Sun and bug protection essentials
Because sun rays can damage skin cells, you will need to pack appropriate sun protective clothing. Your eyes, on the other hand, are one of the most fragile parts of your body and as such needs all the protection they can get. Here are some basic items for this purpose:
- Sunscreen and lip balm
- Bug spray
- Long-sleeve, moisture-wicking shirt
These are things that you can survive without but if your budget and/or space allow, they can be great additions to your camping experience. They include:
- Portable clothesline. If you are going for an extended camping trip, hanging your clothes on railings and tree branches may not be feasible. Get a good portable clothesline that folds away easily, weighs less than 5kgs, and that can hold a weight of 20kgs or more. The frame material should also be able to resist bad weather.
- Candles for, well, romantic candle-lit dinners
- Table cloth
- All-weather pen and notebook. If you love writing down points and marking spots on the map as you hike, you will need an all-weather pen and a book because normal stationery may fail you under harsh weather conditions.
- Camp playing cards or board games.
- Camp rug
- A broom
- Cutting board for your kitchen
- Corkscrew for your wine.
- Portable coffee maker
- Music player and headphones
- Toys for your pets and kids
- Reading materials
- Portable camp shower
- Identification and credit cards
- A camera. If you are into outdoor photography, then a camera will be a great addition to your camping gear. For starters, a good camping camera should be water-resistant, have multiple memory card slots, have good image stabilization, and weigh 2lbs or less.
- A kayak and kayak carrier, canoe, and/or mountain bike. Remember to carry their repair tools and spare parts as well.
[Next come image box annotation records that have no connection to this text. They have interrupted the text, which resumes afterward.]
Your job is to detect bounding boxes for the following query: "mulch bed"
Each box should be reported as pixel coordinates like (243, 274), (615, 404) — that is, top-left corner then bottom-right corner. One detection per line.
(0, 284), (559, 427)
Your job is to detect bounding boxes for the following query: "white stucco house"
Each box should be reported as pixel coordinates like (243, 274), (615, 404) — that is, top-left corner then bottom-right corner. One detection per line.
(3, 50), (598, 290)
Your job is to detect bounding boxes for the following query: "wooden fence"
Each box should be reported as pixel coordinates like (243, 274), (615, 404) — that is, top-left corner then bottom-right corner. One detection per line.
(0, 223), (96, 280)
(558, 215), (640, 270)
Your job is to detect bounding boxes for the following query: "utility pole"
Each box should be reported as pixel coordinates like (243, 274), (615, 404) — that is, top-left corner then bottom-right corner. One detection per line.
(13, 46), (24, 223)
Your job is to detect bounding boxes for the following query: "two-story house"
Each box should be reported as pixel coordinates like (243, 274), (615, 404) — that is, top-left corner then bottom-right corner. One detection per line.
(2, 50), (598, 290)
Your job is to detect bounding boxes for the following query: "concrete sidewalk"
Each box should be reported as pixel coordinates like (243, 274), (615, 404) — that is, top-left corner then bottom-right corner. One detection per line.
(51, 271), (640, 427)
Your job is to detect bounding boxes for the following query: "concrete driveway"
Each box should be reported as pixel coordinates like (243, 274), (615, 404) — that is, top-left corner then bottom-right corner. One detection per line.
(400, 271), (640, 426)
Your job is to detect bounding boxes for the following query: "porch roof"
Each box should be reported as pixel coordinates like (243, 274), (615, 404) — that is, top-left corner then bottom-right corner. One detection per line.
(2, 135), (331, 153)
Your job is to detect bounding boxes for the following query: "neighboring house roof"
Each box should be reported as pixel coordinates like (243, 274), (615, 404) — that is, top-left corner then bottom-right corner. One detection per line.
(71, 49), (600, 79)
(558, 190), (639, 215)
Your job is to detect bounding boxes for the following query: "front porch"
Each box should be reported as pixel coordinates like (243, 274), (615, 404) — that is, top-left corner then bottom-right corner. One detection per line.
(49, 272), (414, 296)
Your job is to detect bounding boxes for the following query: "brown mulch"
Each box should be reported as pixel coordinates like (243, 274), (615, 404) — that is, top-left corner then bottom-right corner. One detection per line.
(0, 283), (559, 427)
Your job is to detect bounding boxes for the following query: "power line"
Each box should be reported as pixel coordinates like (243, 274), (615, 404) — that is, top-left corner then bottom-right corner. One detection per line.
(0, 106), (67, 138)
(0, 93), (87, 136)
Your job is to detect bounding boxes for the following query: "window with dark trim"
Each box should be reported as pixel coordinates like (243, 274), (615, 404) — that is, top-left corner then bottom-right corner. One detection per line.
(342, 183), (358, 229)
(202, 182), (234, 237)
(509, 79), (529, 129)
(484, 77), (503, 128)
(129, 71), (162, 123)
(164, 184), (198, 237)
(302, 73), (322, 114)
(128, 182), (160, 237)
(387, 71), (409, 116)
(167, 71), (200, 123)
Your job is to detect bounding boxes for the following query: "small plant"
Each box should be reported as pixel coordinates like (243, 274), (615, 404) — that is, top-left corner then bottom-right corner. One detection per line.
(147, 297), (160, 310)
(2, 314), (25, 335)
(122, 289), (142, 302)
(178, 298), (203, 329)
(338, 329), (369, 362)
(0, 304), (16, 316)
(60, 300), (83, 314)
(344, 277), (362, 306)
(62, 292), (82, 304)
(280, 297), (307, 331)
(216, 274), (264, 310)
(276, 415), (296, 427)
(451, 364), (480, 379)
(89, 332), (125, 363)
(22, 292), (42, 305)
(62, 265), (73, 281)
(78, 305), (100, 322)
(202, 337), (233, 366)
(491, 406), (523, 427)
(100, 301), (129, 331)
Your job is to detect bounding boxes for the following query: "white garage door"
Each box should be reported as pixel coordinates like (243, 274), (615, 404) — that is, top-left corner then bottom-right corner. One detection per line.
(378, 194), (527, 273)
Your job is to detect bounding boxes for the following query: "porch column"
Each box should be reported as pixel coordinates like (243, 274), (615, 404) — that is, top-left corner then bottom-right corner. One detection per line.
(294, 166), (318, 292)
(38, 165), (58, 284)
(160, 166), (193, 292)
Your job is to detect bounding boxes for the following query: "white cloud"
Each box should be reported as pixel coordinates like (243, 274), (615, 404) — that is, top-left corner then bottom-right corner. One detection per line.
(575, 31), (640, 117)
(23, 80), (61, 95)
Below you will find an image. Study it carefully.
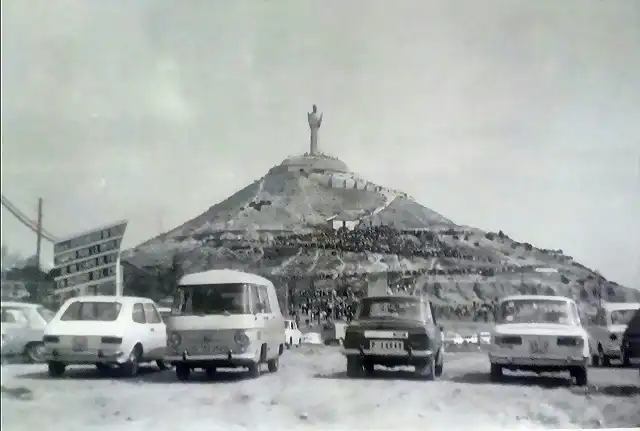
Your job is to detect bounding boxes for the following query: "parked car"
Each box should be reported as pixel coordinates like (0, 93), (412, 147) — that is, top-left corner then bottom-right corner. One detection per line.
(284, 319), (302, 348)
(444, 331), (464, 345)
(622, 310), (640, 369)
(588, 302), (640, 367)
(489, 295), (589, 386)
(165, 270), (285, 380)
(0, 302), (55, 363)
(43, 296), (167, 377)
(342, 295), (444, 380)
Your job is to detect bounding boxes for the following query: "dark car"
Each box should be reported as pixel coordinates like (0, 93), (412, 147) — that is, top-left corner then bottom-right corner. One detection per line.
(342, 296), (444, 380)
(622, 309), (640, 367)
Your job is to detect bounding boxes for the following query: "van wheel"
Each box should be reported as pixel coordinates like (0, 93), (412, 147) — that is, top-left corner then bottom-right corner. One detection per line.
(267, 358), (280, 373)
(176, 364), (191, 382)
(24, 342), (45, 364)
(120, 344), (142, 377)
(47, 362), (67, 377)
(249, 363), (260, 379)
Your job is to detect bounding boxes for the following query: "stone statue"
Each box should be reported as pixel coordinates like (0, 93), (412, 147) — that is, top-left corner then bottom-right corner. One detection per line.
(307, 105), (322, 155)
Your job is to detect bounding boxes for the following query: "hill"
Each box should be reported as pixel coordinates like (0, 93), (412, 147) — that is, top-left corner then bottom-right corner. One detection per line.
(125, 154), (640, 304)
Lighting a campfire is the pinnacle of any unforgettable camping trip. The fire provides the right atmosphere for storytelling and bonding sessions. The amount of firewood to pack will depend on the type of wood (hardwoods burns for longer than softwoods), the size of the campfire, and the duration of the fire that you will be setting up. Always pack more than enough firewood to avoid running out of it in the middle of your camping trip. If you will be camping in a site filled with dead trees and dry firewood, you don’t need to carry your own. However, you will need to pack a pair of gloves and thick-clothed sleeves. These will protect your arms from thorns and sharp branches. And if you weren’t planning to pack hiking boots or to carry a compass, well, now you may have to.
With the 12 sets of essential camping items, your ideal outdoor adventure is easily attainable. Our list is comprehensive enough so, even without adding anything else, you will have a hassle-free, fun-filled camping experience. After all, the fundamental reasoning behind camping is enjoying life with minimal survival gear. But in case we have left out an item that you feel is essential (maybe your iPod is essential for you), don’t shy away from bringing it along if you have space.